Поэтому вся моя надежда оставалась теперь на нашу поездку туда, когда я предполагал подбить уже самое Машу начать разговор об этом с теткой, объяснив ей предварительно весь ужас того положения, которое ее ожидает, если тетя Глаша, по лени или из боязни умереть, не оставит духовной на ее имя.

Этой мыслью я жил все время, с тех пор как отец дал мне на мой вопрос такой неопределенный и уклончивый ответ.

Как вдруг в середине августа, совершенно неожиданно для меня, я услыхал, что меня везут в наш губернский город, в гимназию, где я буду учиться, а жить буду в благородном пансионе при гимназии. Известие об этом решении было для меня до такой степени странно и неожиданно, что я прежде всего растерялся сам за себя, за свою участь, и при этом с первого раза, конечно, совсем почти забыл и о Маше, и о духовном завещании, ее обеспечивающем. Известие о предстоящей мне участи ошеломило меня, отодвинуло от меня все другие вопросы на задний план. Но я даже вскоре заметил, как только я освоился с мыслью об отъезде, что она, Маша, вновь приближается ко мне такой же все для меня дорогой, бедной и близкой моему сердцу. Она стала еще более необходимой для меня. Теперь, с моим отъездом, Машина судьба представлялась мне совсем почти уже решенной: кто о ней позаботится, кому теперь будет дело до этого? Я не видел никого, кроме себя, кому бы она была так, дорога и кто бы так постоянно внимательно и неуклонно думал о ней и заботился...

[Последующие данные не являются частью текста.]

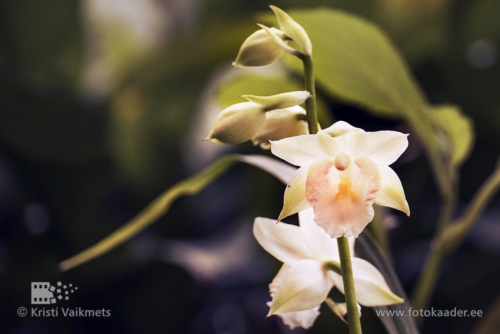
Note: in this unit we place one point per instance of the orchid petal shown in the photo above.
(305, 318)
(283, 241)
(281, 170)
(304, 150)
(391, 192)
(295, 194)
(383, 147)
(342, 200)
(371, 287)
(315, 237)
(305, 286)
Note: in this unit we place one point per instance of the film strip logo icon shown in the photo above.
(46, 293)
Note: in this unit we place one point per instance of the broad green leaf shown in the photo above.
(458, 131)
(356, 62)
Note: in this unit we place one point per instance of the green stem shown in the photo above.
(449, 238)
(312, 115)
(349, 291)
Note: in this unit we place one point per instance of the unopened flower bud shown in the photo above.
(342, 161)
(237, 123)
(340, 309)
(260, 49)
(279, 101)
(293, 30)
(279, 124)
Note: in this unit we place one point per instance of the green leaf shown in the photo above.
(457, 129)
(355, 62)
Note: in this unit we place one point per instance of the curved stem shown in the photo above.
(349, 291)
(312, 115)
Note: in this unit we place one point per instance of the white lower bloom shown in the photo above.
(304, 318)
(305, 281)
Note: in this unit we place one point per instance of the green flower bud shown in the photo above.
(293, 30)
(260, 49)
(279, 124)
(237, 123)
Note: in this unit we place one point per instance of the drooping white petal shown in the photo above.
(281, 170)
(304, 150)
(383, 147)
(391, 192)
(279, 124)
(371, 287)
(317, 240)
(283, 241)
(295, 194)
(342, 200)
(305, 286)
(305, 318)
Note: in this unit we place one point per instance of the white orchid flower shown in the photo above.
(343, 172)
(309, 255)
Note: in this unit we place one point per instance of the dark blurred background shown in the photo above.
(103, 105)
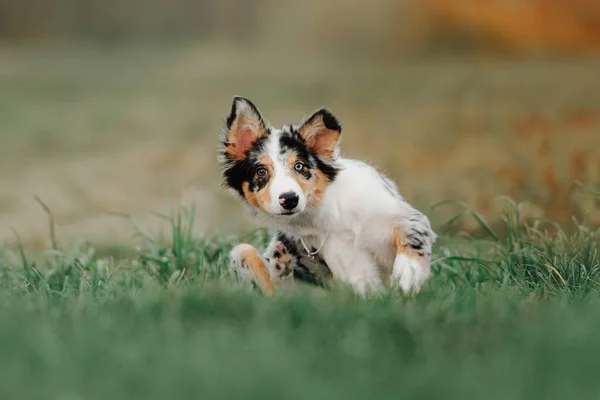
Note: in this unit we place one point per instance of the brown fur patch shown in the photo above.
(318, 137)
(261, 198)
(314, 188)
(244, 131)
(252, 258)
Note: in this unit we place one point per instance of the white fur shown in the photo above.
(282, 181)
(359, 212)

Я был тогда, как могу это понять теперь, вспоминая о том времени в связи с собою, с своими представлениями, нервным и впечатлительным до последней степени. Я помню, что накануне моего отъезда я ходил в сад и прощался с аллеями, любимыми деревьями, любимыми местечками в саду, где я сиживал. Понятно, что, уезжая, я представлял ее себе совсем брошенной, уж чуть не погибшей. У меня, как только я начинал думать о ней, дух захватывало, и я не знаю, на что бы я тогда не решился, чтобы только спасти ее.

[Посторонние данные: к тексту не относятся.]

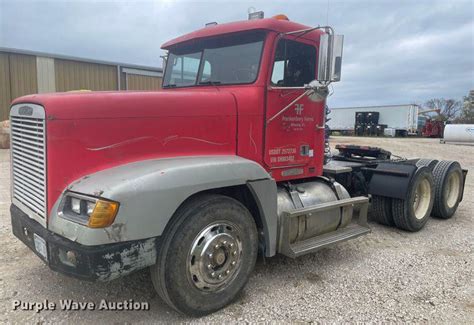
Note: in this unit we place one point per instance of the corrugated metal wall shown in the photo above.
(75, 75)
(140, 82)
(23, 73)
(17, 78)
(5, 95)
(46, 75)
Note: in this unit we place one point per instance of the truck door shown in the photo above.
(294, 141)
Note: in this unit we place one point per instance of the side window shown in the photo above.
(294, 65)
(206, 71)
(184, 69)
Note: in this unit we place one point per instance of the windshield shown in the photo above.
(223, 60)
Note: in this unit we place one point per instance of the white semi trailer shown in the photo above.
(400, 118)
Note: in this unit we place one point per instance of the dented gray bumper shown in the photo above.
(100, 262)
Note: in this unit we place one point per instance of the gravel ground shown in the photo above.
(388, 275)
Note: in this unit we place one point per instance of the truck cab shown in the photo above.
(225, 162)
(265, 66)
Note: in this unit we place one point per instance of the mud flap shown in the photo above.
(391, 179)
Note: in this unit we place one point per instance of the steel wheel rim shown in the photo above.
(215, 256)
(451, 193)
(422, 200)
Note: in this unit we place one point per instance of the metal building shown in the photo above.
(26, 72)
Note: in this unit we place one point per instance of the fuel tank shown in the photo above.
(307, 194)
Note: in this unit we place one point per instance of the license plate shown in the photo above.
(40, 246)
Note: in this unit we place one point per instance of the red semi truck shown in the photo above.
(225, 162)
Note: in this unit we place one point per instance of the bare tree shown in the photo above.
(448, 108)
(467, 114)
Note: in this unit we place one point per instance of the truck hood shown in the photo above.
(125, 104)
(87, 132)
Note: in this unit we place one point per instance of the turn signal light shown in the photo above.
(103, 214)
(281, 17)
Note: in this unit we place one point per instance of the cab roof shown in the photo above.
(272, 24)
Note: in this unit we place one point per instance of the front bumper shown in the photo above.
(100, 262)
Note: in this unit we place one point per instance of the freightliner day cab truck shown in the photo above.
(194, 180)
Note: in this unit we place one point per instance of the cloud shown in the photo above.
(394, 52)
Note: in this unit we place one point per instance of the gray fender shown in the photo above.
(150, 191)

В таком состоянии я был, когда настал и день отъезда. Помню, это было утром. Начинался чудесный, ясный день. Над рекой еще был туман, все низы, заливные луга вдоль реки были окутаны еще им; но уж солнце, большое и яркое, всходило, и чуялся ведреный день...

Этого утра, а также и подробностей отъезда, я никогда не забуду. Только что вставшие и наскоро умывшиеся, матушка, сестра, гувернантка, нянька — отец всегда рано вставал летом — вышли провожать меня на крыльцо, жмурясь и щурясь на восходящее прямо перед нами солнце. Я думал и был озабочен только об одном — как бы мне с достоинством, то есть серьезно, выдержав характер, уехать. Я чувствовал, что задень кто-нибудь хоть одну какую-нибудь из моих больных душевных струн, я не выдержу, слезы начнут душить меня, и тогда все пропало. Это все я не знаю теперь для чего мне было нужно и даже что такое было это, собственно, все: под этим все надо было понимать, конечно, одно самолюбие, больное от расставания, раздраженное от сознания невозможности протестовать, детски отзывчивое и доброе.